4. Par le courrier contesté, pris en application de l'article R. 621-7-1 du code de justice administrative, la magistrate en charge des expertises, après avoir recueilli les observations de la société Gerflor a constaté que le refus de communiquer différents rapports d'expertise judiciaire ou de partie produits devant les juridictions judiciaires et administratives ne pouvait être justifié par la protection du secret des affaires et que cette communication était nécessaire, dans l'intérêt d'une bonne justice, afin de permettre à l'expert d'accomplir sa mission.

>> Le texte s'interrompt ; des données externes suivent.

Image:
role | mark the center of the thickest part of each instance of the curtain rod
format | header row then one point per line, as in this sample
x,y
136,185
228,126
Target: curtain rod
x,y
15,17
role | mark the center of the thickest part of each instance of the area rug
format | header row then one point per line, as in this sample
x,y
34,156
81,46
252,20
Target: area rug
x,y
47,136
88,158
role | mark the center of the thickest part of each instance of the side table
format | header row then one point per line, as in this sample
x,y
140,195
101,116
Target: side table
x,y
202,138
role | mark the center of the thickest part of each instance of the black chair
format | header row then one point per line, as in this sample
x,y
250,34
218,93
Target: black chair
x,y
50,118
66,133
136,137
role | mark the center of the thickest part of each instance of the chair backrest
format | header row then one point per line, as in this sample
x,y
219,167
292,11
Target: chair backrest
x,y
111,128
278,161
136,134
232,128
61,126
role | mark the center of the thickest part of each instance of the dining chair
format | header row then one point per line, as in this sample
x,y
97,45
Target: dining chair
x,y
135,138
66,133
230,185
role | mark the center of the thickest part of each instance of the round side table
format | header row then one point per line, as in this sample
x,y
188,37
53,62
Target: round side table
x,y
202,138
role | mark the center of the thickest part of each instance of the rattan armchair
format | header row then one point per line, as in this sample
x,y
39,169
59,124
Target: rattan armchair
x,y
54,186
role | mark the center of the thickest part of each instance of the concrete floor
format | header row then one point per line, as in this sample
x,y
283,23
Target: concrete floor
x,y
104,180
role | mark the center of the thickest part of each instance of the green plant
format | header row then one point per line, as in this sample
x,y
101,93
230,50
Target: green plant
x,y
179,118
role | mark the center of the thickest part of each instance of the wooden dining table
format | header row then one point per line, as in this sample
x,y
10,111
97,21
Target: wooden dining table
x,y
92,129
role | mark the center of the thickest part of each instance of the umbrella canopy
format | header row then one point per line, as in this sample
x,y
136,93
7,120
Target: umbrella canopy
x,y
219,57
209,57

5. Alors même que cette injonction est assortie d'une astreinte, elle n'est que la mise en œuvre des pouvoirs conférés au magistrat en charge de l'expertise par les dispositions précitées et est indissociable du déroulement de la procédure d'expertise menée sous son autorité et régie par les articles R. 621-7 à R.621-12-1 du code de justice administrative. Il résulte notamment du dernier alinéa de l'article R. 621-7-1 que seule la juridiction saisie tire les conséquences du défaut de communication des documents à l'expert et, à ce titre, peut, par exemple, constater l'inutilité d'une telle communication ou apprécier la pertinence du refus opposé. Par suite, le courrier contesté de la magistrate en charge des expertises ne constitue pas une décision à caractère juridictionnel ni n'est revêtue de l'autorité de la chose jugée et ne fait donc pas partie des décisions pouvant être contestées en appel. La requête de la société Gerflor tendant à son annulation est dès lors manifestement irrecevable et ne peut qu'être rejetée.

ORDONNE :

Article 1er : La requête de la Société Gerflor est rejetée.

Article 2 : La présente ordonnance sera notifiée à la Société Gerflor. Copie en sera adressée au président du tribunal administratif de Strasbourg.

La présidente,

Signé : P. Rousselle

La République mande et ordonne au préfet de la Moselle, en ce qui le concerne, et à tous huissiers de justice à ce requis en ce qui concerne les voies de droit commun contre les parties privées, de pourvoir à l'exécution de la présente ordonnance.